Running the option
Draft finds Celtics in good position, for present and future
WALTHAM — The Celtics have picked the most appropriate draft to have negotiating power.
Team president of basketball operations Danny Ainge discussed the Celtics’ draft potential at the team’s practice facility and wouldn’t commit to anything — nor should he. Ainge has no idea what’s going to occur today in New York, where several teams ahead of the Celtics in the draft have interesting agendas.
The Lakers are trying to trade up, and have Pau Gasol to offer. The Rockets are collecting first-round picks like Easter eggs to acquire Dwight Howard from Orlando while college players such as Jared Sullinger and Perry Jones III are dropping because of various issues.
There is the potential for the Celtics to improve quickly, to acquire a future cornerstone player without sacrificing one of their core players. And, finally, the Celtics will see some payoff from the Kendrick Perkins trade, which is how they acquired the 21st pick.
Ainge has decided not to blow up the team and rebuild — right now. Kevin Garnett is undecided about returning, but the consensus is that he will. Ray Allen may not return, but the club is looking into an option such as Jamal Crawford, who would be interested in the Celtics.
With Rajon Rondo and Avery Bradley providing a capable backcourt for the future, and Paul Pierce having two years left on his contract, the Celtics have the opportunity to draft for now and the future, meaning they can select NBA-ready players but are not in desperate need of immediate help through the draft.
Ainge has learned that younger projects such as Perkins and Al Jefferson can turn into gems while players such as Gerald Green and J.R. Giddens may never develop. With the depth of this current draft and two first-round picks, Ainge has several options Thursday, including taking the best two players available — and at least one of those players is likely to be a lottery-caliber pick who has slipped.

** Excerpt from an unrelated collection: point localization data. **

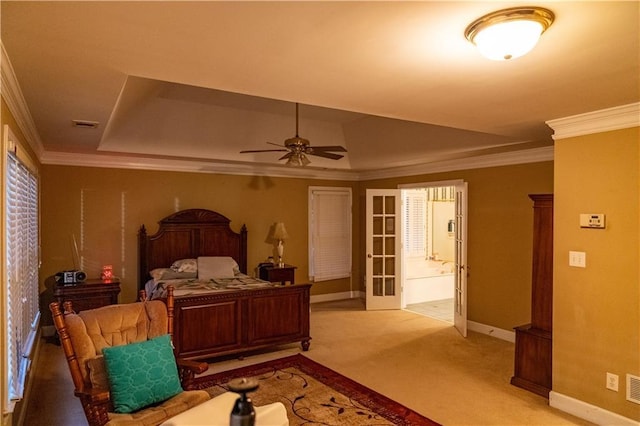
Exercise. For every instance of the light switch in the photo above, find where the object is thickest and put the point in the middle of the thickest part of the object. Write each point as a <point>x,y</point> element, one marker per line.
<point>592,220</point>
<point>578,259</point>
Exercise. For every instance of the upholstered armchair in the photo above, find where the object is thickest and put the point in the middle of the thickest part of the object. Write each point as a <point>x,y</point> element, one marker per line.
<point>128,339</point>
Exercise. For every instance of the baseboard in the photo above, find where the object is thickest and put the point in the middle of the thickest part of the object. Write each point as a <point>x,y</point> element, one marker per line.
<point>509,336</point>
<point>587,411</point>
<point>330,297</point>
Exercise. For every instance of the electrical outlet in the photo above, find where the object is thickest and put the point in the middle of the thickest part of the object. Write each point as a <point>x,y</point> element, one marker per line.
<point>578,259</point>
<point>612,382</point>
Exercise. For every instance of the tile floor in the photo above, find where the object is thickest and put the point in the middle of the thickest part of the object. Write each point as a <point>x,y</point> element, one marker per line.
<point>438,309</point>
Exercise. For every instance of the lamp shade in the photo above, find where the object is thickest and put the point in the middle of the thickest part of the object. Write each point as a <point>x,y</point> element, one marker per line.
<point>280,232</point>
<point>509,33</point>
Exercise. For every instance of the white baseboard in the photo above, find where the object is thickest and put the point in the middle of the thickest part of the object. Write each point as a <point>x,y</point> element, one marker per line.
<point>509,336</point>
<point>48,330</point>
<point>587,411</point>
<point>330,297</point>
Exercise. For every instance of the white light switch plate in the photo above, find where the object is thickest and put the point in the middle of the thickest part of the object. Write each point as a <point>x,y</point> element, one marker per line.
<point>578,259</point>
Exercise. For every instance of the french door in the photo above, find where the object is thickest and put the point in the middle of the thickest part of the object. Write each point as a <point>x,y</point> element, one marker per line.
<point>384,252</point>
<point>384,220</point>
<point>461,267</point>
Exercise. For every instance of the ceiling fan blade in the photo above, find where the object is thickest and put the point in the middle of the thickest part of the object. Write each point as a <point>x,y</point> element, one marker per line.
<point>325,154</point>
<point>330,148</point>
<point>275,144</point>
<point>263,150</point>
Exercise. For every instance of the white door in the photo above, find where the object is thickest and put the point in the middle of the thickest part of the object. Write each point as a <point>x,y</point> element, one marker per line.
<point>383,274</point>
<point>460,293</point>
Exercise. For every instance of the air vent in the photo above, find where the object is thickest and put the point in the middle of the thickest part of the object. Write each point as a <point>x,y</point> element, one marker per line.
<point>85,124</point>
<point>633,388</point>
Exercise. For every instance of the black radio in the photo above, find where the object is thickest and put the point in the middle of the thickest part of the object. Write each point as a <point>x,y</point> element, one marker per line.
<point>70,277</point>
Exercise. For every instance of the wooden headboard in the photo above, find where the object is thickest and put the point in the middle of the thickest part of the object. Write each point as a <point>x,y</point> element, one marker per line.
<point>189,234</point>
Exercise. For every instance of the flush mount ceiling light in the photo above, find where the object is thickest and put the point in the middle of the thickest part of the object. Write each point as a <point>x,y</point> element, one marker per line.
<point>509,33</point>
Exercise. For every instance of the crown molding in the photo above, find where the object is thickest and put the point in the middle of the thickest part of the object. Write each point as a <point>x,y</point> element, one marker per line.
<point>524,156</point>
<point>192,166</point>
<point>248,169</point>
<point>17,104</point>
<point>616,118</point>
<point>12,94</point>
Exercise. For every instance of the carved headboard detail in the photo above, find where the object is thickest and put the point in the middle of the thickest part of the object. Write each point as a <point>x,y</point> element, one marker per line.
<point>189,234</point>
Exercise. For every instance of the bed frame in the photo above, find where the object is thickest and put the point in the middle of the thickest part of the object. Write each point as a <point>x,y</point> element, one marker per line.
<point>225,322</point>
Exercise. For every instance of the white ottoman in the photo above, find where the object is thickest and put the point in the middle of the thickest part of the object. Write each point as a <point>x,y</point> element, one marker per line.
<point>216,412</point>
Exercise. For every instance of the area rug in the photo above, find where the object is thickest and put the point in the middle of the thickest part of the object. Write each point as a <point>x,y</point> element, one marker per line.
<point>315,395</point>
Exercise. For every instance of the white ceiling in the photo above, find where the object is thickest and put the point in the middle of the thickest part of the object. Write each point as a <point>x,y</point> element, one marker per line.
<point>396,83</point>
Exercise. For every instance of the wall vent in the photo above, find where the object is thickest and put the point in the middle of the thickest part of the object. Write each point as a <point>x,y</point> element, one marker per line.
<point>633,388</point>
<point>85,124</point>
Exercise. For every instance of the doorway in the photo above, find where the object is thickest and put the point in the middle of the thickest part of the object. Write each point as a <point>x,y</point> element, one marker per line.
<point>429,251</point>
<point>389,248</point>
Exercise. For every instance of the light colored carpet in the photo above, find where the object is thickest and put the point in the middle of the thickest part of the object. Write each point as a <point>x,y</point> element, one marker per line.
<point>422,363</point>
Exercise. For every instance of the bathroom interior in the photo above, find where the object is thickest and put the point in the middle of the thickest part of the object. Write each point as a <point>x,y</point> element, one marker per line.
<point>429,251</point>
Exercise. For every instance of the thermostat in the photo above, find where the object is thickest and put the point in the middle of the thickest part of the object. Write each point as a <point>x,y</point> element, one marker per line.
<point>592,220</point>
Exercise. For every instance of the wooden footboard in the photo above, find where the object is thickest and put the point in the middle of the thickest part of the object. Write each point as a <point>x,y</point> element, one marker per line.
<point>235,322</point>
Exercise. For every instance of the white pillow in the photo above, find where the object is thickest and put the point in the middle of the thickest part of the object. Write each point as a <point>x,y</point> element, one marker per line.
<point>216,267</point>
<point>185,265</point>
<point>170,274</point>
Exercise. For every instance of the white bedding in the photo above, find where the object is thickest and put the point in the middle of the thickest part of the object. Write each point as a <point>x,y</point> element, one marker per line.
<point>185,287</point>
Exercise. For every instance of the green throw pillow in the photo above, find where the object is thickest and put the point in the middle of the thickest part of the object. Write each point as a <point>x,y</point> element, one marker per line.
<point>141,373</point>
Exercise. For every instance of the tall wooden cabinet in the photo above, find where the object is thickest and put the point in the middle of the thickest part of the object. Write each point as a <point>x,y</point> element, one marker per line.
<point>533,341</point>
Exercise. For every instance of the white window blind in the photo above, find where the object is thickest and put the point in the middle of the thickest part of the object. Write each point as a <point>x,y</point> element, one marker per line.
<point>22,242</point>
<point>329,233</point>
<point>415,226</point>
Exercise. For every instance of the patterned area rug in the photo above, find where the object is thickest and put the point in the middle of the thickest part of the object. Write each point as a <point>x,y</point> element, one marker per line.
<point>315,395</point>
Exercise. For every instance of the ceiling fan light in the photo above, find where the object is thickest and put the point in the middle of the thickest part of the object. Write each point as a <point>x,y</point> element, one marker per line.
<point>509,33</point>
<point>294,161</point>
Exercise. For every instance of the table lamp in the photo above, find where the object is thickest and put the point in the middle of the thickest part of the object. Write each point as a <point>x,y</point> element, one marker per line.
<point>280,234</point>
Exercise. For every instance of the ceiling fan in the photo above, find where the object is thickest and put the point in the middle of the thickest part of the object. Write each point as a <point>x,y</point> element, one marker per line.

“I’ve said from the beginning that this is a deep draft,” Ainge said. “This draft is not necessarily as top-heavy as a lot of people think, but there are some good players at the top of this draft and I think that we’re going to be able to find some good players to fill a role and contribute to our team.”
The Celtics are one of league’s most mysterious teams when it comes to the draft. While many teams release a list of those who work out and offer media availability, the Celtics do not. But they can be trusted with their late-round picks, considering their selections of Bradley, Rondo (through draft-day trade), and Perkins (also draft-day trade).
But don’t expect Ainge to stand pat and use those 21st and 22d picks until all of his efforts to move up or down are exhausted. Ainge is never satisfied with his draft position. Take last year, when he swapped picks with the New Jersey (now Brooklyn) Nets to drop two slots and take JaJuan Johnson in exchange for a second-round pick in 2014.
Ainge was coy Wednesday when discussing Boston’s possibilities. The Celtics want to squeeze every drop of potential out of every draft, which is one of the reasons they filed a grievance with the NBA to acquire a second-round pick in 2013 from the Oklahoma City Thunder, part of the fallout from the Jeff Green trade.
Expect Ainge to get something out of Thursday that we don’t expect, but then again maybe we should.
“I think it’s worth trading up, but it all depends on the price,” Ainge said. “So we’re continuing to have discussions, and we will all the way up as the draft goes on.”
When asked if this is exciting or tiring, Ainge said, “It’s exciting. It’s fun. It’s tiring. We’re here until midnight every night this week in preparation, sort of cramming for the test, but there’s been a lot of work that’s gone in in preparation for this. This is game time, so this is fun.”
This should also be a fun time for Celtics fans, who get a chance to watch Ainge rebuild with some rare assets: multiple first-round draft picks and salary cap space. This gives him a chance to maximize the benefits for his patience.
While Jeff Green and Nenad Krstic didn’t work out as returns on Perkins, the No. 21 pick could make up for that regrettable trade — to a point. And resisting signing players such as Glen Davis and Perkins to long-term contracts has enabled Ainge to invest money in free agency beginning Sunday, when he hopes the first one he signs is Garnett.
It is a very delicate process to attempt to reload and rebuild at the same time, but Ainge is capable of such a feat. And he can be expected to spend every moment as he attempts to come out of Thursday with more assets than expected.
This is the perfect year to flip his current dividends into more resources for now and the future.